Скандал разразился в сущности из-за пустяка. Как водится в такого рода мероприятиях, вся тяжесть развлечений легла на хрупкие плечи местных девушек. А им предстояло выбрать между приезжими и доморощенными ухажерами.

Среди тех девиц, которые бросали плотоядные взоры на франта Меркина была Аделина Музафарова. Аделина редкостное имя в центральных русских губерниях, но только не в столице Южного Предуралья. Аделина слыла местной патриоткой. Дему, где все друг друга знают, называла не иначе как «нашей Санта-Барбарой». В детстве, играя с мальчиками в футбол, она получила хороший удар мячом по лицу. От этого у нее ухудшилось зрение, пришлось нацепить очки. Однако сорвиголовизм юной демки ничуть не смягчился. Аделина быстро выросла в маленькую женщину. В тринадцать ей не давали меньше шестнадцати. Этнографически Аделина несомненно принадлежала племени Эллочки-Людоедки. Но ее словесный запас, благодаря необычайно развившемуся за двадцатый век сленгу, вплотную подпирал к словарю если не Уильяма нашего Шекспира, так уж точно никак не уступал словарю какого-нибудь депутата.

Девушка считала себя редкостной специалисткой в области секса. Она не признавала кошачьи поцелуи и прочую мерзость, выдуманную любвеобильными и развратными французами. Аделина считала, что такой гадостью занимаются только «шлюхи из Уфы». На фоне упившейся пива девчачьей массы гордячка сверкала редкостным бриллиантом. 

Неудивительно, что Меркин, долго выбиравший девицу на вечер, очень скоро, автоматически оказался возле Аделины. Возможно, он просто сгорал от желания почесать язык.

– Окуляры басявые (Очки красивые). Дай поносить! – осведомился он с лучезарной улыбкой.

Аделина смерила городского франта критическим взглядом.

– Базара хочешь или борзометр зашкалил? (Поговорить желаешь или обнаглел совсем?)

– Дедики тутошние с балалайками своими в хлам убитыми затрахали (Местные забитые парни со своими плоскогрудыми девушками, напившимися до бесчувствия, надоели), – признался Меркин.

– А ты ничего, прикольный чувак, – произнесла Аделина с одобрительной иронией.

Для Валентина, наблюдавшего эту сцену несколько со стороны сразу определилась грозящая беспечным влюбленным опасность. Шедшая к Аделине подружка со стаканчиками лимонада уже была перехвачена мрачным субъектом, который громко допрашивал ее насчет «того хлыща, который к моей девушке клеится».

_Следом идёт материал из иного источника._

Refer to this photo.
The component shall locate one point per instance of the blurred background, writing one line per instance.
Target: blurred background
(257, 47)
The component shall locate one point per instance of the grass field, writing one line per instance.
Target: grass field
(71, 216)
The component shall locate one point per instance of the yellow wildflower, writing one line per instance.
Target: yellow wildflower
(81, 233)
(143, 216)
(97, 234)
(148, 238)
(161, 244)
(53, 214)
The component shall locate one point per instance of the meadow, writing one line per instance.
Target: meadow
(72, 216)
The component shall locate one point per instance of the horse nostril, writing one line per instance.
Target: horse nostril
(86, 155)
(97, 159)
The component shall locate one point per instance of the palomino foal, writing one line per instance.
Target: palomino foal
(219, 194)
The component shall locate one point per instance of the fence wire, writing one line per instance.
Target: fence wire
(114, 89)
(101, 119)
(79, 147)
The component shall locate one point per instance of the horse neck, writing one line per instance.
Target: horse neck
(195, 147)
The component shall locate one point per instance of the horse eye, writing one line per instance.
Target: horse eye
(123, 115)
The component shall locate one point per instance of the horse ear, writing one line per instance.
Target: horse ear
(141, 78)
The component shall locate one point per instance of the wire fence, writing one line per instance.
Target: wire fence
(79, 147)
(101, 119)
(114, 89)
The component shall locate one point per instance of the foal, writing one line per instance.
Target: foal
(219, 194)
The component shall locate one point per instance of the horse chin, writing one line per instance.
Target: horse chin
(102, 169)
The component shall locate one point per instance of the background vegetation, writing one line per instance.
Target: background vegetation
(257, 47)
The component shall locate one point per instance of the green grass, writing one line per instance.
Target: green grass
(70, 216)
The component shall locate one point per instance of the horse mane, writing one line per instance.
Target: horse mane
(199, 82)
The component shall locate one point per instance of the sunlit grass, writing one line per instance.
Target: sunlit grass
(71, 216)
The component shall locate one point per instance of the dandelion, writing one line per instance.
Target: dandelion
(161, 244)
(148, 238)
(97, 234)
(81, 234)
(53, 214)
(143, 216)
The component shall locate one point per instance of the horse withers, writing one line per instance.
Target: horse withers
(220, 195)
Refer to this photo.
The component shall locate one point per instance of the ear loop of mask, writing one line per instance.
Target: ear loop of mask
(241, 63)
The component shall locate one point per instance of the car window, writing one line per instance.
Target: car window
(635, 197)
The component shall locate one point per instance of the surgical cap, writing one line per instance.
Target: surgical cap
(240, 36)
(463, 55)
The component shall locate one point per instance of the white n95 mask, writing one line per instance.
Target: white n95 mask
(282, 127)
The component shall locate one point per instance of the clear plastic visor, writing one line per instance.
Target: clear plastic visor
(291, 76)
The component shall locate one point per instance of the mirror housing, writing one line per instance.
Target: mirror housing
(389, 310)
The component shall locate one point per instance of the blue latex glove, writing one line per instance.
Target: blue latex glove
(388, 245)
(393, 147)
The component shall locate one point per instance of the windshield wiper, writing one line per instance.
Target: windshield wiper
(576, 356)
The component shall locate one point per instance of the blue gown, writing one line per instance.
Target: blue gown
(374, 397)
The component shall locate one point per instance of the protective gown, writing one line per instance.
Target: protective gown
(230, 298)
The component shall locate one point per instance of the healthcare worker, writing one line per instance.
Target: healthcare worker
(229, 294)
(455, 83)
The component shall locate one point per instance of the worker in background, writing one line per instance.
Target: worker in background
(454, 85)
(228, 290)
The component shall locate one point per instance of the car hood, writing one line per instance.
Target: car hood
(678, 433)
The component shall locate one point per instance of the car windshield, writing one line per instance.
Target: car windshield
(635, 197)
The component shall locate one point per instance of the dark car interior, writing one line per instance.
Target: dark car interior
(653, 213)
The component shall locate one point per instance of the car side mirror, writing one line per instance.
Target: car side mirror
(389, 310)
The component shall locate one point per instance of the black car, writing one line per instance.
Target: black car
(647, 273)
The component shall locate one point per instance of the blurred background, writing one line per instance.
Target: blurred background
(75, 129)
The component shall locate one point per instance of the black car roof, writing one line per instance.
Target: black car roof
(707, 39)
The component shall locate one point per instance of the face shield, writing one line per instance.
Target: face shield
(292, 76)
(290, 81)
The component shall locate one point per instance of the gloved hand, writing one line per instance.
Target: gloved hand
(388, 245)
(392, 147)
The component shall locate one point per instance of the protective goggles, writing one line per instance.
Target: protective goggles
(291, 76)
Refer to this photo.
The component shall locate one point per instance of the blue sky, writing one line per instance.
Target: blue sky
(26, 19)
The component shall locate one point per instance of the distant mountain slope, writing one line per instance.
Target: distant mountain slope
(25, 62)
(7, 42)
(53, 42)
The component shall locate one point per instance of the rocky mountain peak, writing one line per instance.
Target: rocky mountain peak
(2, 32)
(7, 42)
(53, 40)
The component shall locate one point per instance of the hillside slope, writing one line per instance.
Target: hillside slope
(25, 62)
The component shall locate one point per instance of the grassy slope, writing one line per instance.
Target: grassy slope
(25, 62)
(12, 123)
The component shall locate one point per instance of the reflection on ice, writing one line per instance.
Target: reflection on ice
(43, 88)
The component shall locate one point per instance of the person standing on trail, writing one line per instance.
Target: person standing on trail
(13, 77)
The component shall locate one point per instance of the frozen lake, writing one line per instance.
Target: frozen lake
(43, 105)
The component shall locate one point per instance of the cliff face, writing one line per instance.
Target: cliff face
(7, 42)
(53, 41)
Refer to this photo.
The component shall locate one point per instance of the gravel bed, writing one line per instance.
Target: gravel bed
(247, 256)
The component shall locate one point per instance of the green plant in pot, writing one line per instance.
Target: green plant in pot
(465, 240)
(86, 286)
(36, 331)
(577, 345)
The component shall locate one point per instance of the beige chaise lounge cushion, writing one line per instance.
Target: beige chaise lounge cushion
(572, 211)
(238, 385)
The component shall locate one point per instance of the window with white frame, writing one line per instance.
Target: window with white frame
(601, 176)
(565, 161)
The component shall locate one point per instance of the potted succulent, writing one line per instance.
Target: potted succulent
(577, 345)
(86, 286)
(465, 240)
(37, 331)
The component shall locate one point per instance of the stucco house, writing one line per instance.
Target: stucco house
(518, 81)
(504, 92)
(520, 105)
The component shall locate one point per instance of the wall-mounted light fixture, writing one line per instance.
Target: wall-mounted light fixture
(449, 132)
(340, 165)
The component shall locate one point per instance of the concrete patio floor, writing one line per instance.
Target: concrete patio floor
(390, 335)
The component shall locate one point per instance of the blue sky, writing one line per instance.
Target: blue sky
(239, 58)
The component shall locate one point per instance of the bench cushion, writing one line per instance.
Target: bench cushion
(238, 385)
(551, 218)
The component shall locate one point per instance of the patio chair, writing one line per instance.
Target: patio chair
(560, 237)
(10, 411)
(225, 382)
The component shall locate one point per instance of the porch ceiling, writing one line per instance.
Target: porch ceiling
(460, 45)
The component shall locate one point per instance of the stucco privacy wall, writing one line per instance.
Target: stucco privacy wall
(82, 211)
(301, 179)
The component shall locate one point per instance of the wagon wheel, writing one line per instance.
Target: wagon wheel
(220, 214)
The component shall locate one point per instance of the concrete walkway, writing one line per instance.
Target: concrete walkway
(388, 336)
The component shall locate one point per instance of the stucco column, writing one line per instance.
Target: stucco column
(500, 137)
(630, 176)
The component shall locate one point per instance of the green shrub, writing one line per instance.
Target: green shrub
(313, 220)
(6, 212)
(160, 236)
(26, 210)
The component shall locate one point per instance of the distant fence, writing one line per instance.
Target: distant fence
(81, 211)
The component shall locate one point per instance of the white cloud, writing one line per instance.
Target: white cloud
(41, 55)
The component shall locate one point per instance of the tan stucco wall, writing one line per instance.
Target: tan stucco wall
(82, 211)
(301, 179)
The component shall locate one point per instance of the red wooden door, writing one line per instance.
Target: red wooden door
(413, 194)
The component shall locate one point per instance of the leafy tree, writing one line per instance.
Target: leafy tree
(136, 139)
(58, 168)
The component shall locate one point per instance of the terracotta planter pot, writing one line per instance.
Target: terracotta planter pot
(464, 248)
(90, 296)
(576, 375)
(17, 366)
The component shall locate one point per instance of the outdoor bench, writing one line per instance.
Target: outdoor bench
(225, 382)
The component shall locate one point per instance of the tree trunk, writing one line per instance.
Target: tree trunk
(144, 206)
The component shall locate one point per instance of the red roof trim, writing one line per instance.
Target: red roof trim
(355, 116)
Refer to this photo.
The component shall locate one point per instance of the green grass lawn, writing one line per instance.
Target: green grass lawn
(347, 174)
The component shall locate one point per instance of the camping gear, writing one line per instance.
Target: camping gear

Убегая прочь из танцевальной душегубки, Валентин выбрался в коридор, чуть не налетев на импровизированное собрание красногвардейцев. Из разговоров между Американцем, Асей и Меркиным следовало, что заготовленная программа по обращению демской гопоты в борцов против преступного режима под угрозой срыва. Клара Непомочук не пришла, потому что «ей контингент не нравится и она вообще против того, чтобы мешать политику, куда не следует», Леголас смотался на собрание реконструкторов, Юра Совенко только вышел из дома, но испугался стаи бродячих псов. Что касается Лизы, то о причинах ее отсутствия Ася высказалась в своем духе:

– А я как-то даже не поняла, собирается она ехать или нет: слушала ее, слушала, а потом мне так это надоело, что кто-то из нас трубку повесил.

У Реброва не было никакого желания вникать в проблемы дискотеки. Безумное желание пойти пробраться на крышу Дома Культуры сжигало его.

 Наверху, конечно, все кабинеты были заперты. Валентин гулял по пустынным коридорам. Колонки грохотали где-то внизу, как в преисподней. А это было нечто вроде чистилища, пустынного места воспоминаний. Валентин подходил к окнам, за которыми, в осенней глубокой тьме светились редкие фонари, и далеко, над крышами частных домов, дрожали огни железнодорожной станции Дема-2. Знакомые до боли имена пронеслись в голове: Амина, Рита, Алина, Юлия, Эльвира, Лиза, снова Алина, снова Рита.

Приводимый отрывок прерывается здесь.